Syntactic and conceptual schemas

Wed Aug 18 12:08:35 BST 1999

I received the following questions privately. However, I think the answers 
(vague as they are) might be interesting to the list.

Uwe Speck wrote:
> In the W3C Note of the XML-Data Schema is written that there are
> two types of Schema: syntactic and conceptual.
>
> URL: http://www.w3.org/TR/1998/NOTE-XML-data-0105/
>
> "Schemas define the characteristics of classes of objects. This paper
> describes an XML vocabulary for schemas, that is, for defining and
> documenting object classes. It can be used for classes which as
> strictly syntactic (for example, XML) or those which indicate concepts
> and relations among concepts (as used in relational databases, KR graphs
> and RDF).
> *** The former are called "syntactic schemas;" the latter
> "conceptual schemas." ***"
>
> The terms syntantactic and conceptual are NOT used in the W3C Schema
> Note Part 1 Structures, but there seems to be the same intention:
>
> URL: http://www.w3.org/1999/05/06-xmlschema-1/
>
> Par. 2.2 On schemas, constraints and contributions
>
> "XML Schema: Structures not only reconstructs the DTD constraints of XML 
1.0
> using XML instance syntax,
>
> *** it also adds the ability to define new kinds of constraints. ***
>
> For example, although the author of an XML 1.0 DTD may declare
> an element type as containing character data, elements, or mixed content,
> there is no mechanism with which to constrain the contents of elements
> to only character data of a particular form, such as only integers in a
> specified range." ...
>
> So my questions:

Good (and hard) questions.  I'll do my best to answer them, but there's no 
guarantee my answers are completely correct.

> 1) From my point of view, the paragraphs written above mean
> exactly the same, but use different words. Is that true?

I don't think so, but I'm not really sure. (To give you an idea of my 
confusion, I started out saying "maybe", then said "probably", then went 
back to "maybe", and ended up with "I don't think so".)

Background
----------
In database theory, there are two different schemas -- the physical schema 
and the conceptual schema. The physical schema states how data is actually 
stored on the disk. The conceptual schema states how data appears to be 
organized from the user's point of view. For example, in a relational 
database, the conceptual schema declares how data is organized into tables 
and columns, what the data types of each column are, what the primary key / 
foreign key relationships between the tables are, and so on.

The query engine accepts commands that use the conceptual schema. For 
example, in a relational database, the query engine accepts SQL statements 
to select, insert, update, and delete data and so on. The query engine then 
submits requests to the storage engine, which knows the physical schema. 
For example, the query engine might ask the storage engine for all the rows 
in the table named ABC; the storage engine looks at the physical schema and 
retrieves the data. Notice that the storage engine is translating here 
between the conceptual schema (which uses the concept of table) and the 
physical schema (which describes how data is stored on disk).

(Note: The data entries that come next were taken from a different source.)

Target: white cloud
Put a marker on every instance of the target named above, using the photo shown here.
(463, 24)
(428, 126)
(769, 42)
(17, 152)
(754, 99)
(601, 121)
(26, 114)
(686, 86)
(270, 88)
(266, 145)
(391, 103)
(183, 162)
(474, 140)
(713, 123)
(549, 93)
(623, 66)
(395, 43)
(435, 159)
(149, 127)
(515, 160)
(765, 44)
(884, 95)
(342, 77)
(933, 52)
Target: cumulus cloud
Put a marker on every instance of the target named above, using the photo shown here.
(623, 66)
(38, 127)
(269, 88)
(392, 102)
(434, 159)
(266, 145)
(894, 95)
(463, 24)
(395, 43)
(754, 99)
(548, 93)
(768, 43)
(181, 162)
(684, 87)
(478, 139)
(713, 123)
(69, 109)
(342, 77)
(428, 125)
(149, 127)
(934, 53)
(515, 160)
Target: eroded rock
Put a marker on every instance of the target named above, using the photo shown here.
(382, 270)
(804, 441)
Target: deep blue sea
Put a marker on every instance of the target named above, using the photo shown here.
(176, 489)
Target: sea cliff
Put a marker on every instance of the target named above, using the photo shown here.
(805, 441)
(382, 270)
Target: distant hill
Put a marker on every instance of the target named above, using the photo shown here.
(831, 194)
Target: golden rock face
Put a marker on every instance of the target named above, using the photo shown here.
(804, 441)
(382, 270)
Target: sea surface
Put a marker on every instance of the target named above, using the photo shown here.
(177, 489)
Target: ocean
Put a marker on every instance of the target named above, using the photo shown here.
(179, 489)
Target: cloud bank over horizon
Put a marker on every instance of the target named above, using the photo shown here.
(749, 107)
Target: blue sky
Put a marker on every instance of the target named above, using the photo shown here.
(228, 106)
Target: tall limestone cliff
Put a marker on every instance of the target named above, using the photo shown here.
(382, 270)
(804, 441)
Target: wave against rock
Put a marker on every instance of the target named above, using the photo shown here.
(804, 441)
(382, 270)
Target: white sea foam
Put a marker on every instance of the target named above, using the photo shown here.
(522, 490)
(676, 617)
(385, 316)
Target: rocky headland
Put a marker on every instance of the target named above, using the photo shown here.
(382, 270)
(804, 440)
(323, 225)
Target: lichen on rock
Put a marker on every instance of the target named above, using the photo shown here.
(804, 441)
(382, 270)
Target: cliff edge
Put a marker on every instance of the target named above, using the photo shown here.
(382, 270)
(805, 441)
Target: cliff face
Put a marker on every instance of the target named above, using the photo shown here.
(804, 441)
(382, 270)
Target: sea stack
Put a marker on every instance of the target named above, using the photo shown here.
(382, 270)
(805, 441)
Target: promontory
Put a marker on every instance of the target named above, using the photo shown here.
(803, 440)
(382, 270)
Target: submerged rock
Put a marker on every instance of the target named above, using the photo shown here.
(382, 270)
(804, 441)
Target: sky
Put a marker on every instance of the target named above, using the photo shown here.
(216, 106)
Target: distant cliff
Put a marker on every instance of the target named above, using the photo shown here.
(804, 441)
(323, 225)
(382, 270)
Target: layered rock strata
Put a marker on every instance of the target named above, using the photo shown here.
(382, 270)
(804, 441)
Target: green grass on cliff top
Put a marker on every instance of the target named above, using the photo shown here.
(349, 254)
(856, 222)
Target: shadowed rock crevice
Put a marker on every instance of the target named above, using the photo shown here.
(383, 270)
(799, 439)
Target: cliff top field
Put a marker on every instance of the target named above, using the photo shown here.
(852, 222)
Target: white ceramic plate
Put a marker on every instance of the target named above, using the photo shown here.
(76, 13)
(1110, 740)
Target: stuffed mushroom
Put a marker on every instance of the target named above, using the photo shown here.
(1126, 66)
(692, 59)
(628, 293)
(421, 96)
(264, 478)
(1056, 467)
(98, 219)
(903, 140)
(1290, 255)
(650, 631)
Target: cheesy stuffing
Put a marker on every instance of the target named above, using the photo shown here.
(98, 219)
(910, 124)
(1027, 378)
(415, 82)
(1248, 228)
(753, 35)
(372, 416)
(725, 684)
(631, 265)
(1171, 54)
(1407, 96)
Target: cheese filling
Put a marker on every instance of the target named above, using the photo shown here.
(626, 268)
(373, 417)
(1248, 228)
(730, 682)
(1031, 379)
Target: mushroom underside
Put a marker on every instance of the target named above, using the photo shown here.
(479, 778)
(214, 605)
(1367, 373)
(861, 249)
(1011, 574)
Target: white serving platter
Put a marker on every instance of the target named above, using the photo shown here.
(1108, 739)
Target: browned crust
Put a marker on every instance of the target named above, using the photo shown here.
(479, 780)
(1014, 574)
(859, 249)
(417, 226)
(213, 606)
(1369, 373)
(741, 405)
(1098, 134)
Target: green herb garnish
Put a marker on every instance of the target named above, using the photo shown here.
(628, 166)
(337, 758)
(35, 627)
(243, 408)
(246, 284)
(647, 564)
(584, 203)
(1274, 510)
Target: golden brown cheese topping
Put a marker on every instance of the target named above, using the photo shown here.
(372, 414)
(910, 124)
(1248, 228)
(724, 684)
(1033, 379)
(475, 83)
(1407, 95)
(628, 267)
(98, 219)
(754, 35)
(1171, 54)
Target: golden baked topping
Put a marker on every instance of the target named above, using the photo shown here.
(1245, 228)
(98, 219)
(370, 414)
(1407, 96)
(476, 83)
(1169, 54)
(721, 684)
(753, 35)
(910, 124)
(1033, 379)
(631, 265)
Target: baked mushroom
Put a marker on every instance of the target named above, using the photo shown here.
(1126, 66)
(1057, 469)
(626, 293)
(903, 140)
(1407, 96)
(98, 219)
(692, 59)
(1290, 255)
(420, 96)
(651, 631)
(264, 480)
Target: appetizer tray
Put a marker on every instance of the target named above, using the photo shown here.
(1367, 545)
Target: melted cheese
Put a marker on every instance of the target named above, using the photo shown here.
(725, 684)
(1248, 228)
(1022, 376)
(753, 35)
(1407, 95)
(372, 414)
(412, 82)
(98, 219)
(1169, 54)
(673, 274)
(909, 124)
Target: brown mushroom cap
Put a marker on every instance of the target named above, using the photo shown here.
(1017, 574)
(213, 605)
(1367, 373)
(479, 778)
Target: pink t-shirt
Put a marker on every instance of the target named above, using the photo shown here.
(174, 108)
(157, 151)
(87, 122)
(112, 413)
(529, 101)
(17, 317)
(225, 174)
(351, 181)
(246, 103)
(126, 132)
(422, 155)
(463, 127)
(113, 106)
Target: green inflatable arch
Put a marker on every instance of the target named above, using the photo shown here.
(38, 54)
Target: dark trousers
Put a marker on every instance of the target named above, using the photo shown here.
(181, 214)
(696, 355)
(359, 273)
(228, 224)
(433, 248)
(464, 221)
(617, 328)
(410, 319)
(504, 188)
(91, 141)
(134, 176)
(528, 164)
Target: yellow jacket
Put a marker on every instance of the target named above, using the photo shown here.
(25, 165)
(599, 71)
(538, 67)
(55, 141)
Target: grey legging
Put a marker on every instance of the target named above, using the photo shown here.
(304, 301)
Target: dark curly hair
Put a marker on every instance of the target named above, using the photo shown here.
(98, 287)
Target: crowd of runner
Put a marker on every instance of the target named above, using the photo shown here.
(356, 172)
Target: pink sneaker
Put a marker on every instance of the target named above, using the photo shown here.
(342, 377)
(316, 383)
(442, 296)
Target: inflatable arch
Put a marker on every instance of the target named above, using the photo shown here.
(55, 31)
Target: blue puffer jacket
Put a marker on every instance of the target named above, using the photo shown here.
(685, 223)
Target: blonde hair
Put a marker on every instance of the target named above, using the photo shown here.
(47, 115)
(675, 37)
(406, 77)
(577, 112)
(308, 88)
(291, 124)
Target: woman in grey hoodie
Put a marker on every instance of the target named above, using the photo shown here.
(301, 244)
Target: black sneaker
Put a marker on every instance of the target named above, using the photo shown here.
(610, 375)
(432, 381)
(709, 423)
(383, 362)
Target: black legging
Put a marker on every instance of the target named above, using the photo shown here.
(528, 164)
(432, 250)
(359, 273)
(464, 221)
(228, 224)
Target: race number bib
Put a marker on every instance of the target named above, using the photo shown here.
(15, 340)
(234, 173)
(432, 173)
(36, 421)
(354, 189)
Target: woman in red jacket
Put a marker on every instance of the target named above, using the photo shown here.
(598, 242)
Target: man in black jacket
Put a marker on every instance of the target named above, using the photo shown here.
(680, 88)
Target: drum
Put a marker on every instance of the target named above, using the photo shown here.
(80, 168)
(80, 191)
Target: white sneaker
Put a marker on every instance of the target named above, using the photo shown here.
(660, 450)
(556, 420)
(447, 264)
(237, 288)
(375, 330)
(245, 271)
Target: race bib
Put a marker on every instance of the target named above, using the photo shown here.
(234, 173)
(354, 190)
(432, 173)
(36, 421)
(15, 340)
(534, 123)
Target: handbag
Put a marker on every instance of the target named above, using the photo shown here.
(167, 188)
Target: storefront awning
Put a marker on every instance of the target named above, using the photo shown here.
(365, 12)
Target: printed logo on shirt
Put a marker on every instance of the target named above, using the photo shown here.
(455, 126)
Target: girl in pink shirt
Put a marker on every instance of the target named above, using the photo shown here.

Note also that the physical schema can be (and usually is) completely 
different from the conceptual schema. For example, it would be perfectly 
legal to store all data on disk as a sequence of strings:

   [table name][column name][row number][data value]

where row number and data value are stored in string form. To find all data 
for a table, the storage engine could search through all of the data and 
return only the data for the requested table, which it would change to the 
data type of the column according to the conceptual schema. Of course, this 
would be horribly inefficient for a large database, but it shows you how 
much the conceptual schema and physical schema can differ.

XML-Data
--------
I believe the authors of XML-Data think of an XML document as physical 
storage and the XML specification as defining rules for this storage. That 
is, it has rules for where markup, white space, character data, and so on 
can appear. In this context, the DTD language is a language for defining 
physical schemas. In other words, it states what attributes belong to a 
given element type, the content models of element types, and so on.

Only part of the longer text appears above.